Who are we going to trust? Our Epistle for this week, from Ephesians 6:10-17, eminds us that our strength is found in God, in His power, and in the use of the aramaments He has given us.
In my native country, we are fast approaching a national election. It seems over the last several election cycles that we have seen increasingly bizarre behavior, not only on the part of the candidates, but also on the part of the electorate. Many commentators have begun to speak of politics in terms which, just a generation ago, indeed, maybe 15-20 years ago, would be reserved for religion. We have placed our hopes and dreams on particular candidates. People claim Messianic status for individuals running for our presidency. Appointments to the Supreme Court are viewed in apocalyptic terms. While some hints of this behavior can be found in the first half of the 20th century as well, it has reached a fever pitch which has taken many by surprise.
How should a Christian react to such a culture? First, we remember that it is God who is the great king and judge of all. If our hopes are in fallen humans, our hopes will be disappointed. There is no political party or candidate that will be perfect. Those haven't been made for millennia, since the Fall of man in the Garden of Eden. We try to identify what will be best for society, but we realize that in the end there will be disappointment.
Second, when we have been empowered to do so, we speak our Christian convictions in the public square, voting for candidates and policies we think will do the most good. We love and serve our neighbors through our political voice, including voting, writing letters and emails to people in office, and urging our governmental officials to do what is good and right.
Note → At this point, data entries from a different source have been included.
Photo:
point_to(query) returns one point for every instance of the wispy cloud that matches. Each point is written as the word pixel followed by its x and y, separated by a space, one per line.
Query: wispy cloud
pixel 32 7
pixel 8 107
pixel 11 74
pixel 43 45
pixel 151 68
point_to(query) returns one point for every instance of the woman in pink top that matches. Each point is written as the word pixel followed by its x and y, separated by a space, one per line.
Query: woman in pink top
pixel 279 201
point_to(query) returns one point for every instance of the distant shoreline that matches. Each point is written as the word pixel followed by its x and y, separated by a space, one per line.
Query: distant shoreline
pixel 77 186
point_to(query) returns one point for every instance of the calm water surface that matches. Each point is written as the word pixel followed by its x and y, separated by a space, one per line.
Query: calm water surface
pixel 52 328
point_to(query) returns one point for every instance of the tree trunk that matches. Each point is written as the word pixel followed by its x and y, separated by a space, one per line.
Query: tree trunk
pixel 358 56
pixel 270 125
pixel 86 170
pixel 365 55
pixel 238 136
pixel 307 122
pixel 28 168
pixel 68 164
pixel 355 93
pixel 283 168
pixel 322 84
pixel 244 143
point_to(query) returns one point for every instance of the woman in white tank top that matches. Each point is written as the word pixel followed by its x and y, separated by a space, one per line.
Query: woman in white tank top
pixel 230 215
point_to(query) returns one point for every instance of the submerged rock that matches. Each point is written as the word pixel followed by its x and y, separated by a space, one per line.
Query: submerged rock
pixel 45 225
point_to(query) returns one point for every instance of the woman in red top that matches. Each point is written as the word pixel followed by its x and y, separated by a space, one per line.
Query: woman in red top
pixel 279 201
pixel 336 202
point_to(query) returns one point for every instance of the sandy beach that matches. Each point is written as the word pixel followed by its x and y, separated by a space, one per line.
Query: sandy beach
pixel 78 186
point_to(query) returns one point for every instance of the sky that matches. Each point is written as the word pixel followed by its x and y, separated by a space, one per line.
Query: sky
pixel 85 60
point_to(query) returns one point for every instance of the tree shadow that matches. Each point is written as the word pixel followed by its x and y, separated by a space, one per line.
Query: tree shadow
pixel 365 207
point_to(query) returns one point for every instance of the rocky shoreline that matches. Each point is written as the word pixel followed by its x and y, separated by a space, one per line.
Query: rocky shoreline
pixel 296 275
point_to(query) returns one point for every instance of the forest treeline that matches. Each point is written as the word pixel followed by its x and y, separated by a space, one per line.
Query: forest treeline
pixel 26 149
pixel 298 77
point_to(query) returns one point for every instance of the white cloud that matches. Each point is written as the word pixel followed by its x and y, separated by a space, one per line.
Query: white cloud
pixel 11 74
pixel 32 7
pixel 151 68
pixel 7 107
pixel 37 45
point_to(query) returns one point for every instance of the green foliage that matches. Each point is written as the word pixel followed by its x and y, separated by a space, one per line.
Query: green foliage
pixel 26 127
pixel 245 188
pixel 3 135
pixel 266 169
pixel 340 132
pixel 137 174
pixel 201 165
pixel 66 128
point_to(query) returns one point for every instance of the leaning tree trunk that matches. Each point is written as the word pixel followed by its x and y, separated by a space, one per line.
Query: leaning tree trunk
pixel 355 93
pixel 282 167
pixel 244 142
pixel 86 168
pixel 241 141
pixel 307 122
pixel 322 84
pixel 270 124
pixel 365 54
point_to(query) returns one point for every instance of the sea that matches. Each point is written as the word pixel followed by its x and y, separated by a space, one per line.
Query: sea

Third, we pray for our nation and all its people, including those who hold elective and appointed office. They are trying to do a very difficult thing. The leaders need wisdom, courage, endurance, and conviction. So do the people they lead. Hardship will not be eliminated.
Finally, as we see our world is full of dissent and strife, we put on the armor of God. We defend ourselves and others, using truth, righteousness, peace, faith, and the helmet of salvation. In Ephesians these are all defensive weapons. They are God's means of protection for us and for those around us in times of hardship. We also speak the truth of God, His Word, which is the sword of the Spirit. It can kill evil. It can hold enemies hostage. It can cause people to lay down their arms and surrender to God's will, which is for the eternal salvation of all who will believe.
We don't put our hope in elections. We put our hope in God. He is the one who can really rescue us.
Lord, have mercy. Christ, have mercy. Lord, have mercy.